Poole Farris L, Gerwe Brian A, Hopkins Robert C, Schut Gerrit J, Weinberg Michael V, Jenney Francis E, Adams Michael W W
Department of Biochemistry and Molecular Biol., Davison Life Sciences Complex, University of Georgia, Athens, GA 30602-7229, USA.
J Bacteriol. 2005 Nov;187(21):7325-32. doi: 10.1128/JB.187.21.7325-7332.2005.
The original genome annotation of the hyperthermophilic archaeon Pyrococcus furiosus contained 2,065 open reading frames (ORFs). The genome was subsequently automatically annotated in two public databases by the Institute for Genomic Research (TIGR) and the National Center for Biotechnology Information (NCBI). Remarkably, more than 500 of the originally annotated ORFs differ in size in the two databases, many very significantly. For example, more than 170 of the predicted proteins differ at their N termini by more than 25 amino acids. Similar discrepancies were observed in the TIGR and NCBI databases with the other archaeal and bacterial genomes examined. In addition, the two databases contain 60 (NCBI) and 221 (TIGR) ORFs not present in the original annotation of P. furiosus. In the present study we have experimentally assessed the validity of 88 previously unannotated ORFs. Transcriptional analyses showed that 11 of 61 ORFs examined were expressed in P. furiosus when grown at either 95 or 72 degrees C. In addition, 7 of 54 ORFs examined yielded heat-stable recombinant proteins when they were expressed in Escherichia coli, although only one of the seven ORFs was expressed in P. furiosus under the growth conditions tested. It is concluded that the P. furiosus genome contains at least 17 ORFs not previously recognized in the original annotation. This study serves to highlight the discrepancies in the public databases and the problems of accurately defining the number and sizes of ORFs within any microbial genome.
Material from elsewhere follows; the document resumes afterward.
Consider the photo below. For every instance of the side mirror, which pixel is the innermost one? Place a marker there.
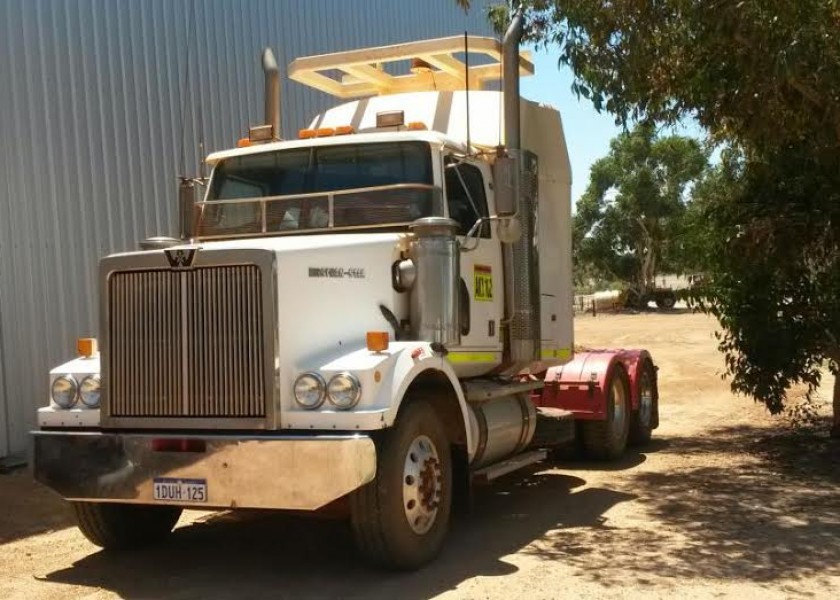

嗜热古菌激烈火球菌(Pyrococcus furiosus)最初的基因组注释包含2065个开放阅读框(ORF)。随后,基因组由基因组研究所(TIGR)和美国国立生物技术信息中心(NCBI)在两个公共数据库中进行了自动注释。值得注意的是,最初注释的ORF中有500多个在两个数据库中的大小不同,许多差异非常显著。例如,超过170个预测的蛋白质在其N端相差超过25个氨基酸。在TIGR和NCBI数据库中,对其他古菌和细菌基因组的研究也观察到了类似的差异。此外,这两个数据库包含60个(NCBI)和221个(TIGR)在激烈火球菌最初注释中不存在的ORF。在本研究中,我们通过实验评估了88个先前未注释的ORF的有效性。转录分析表明,在61个检测的ORF中,有11个在95℃或72℃生长的激烈火球菌中表达。此外,在54个检测的ORF中,有7个在大肠杆菌中表达时产生了热稳定的重组蛋白,尽管在测试的生长条件下,七个ORF中只有一个在激烈火球菌中表达。得出的结论是,激烈火球菌基因组至少包含17个在最初注释中未被识别的ORF。这项研究突出了公共数据库中的差异以及准确确定任何微生物基因组中ORF数量和大小的问题。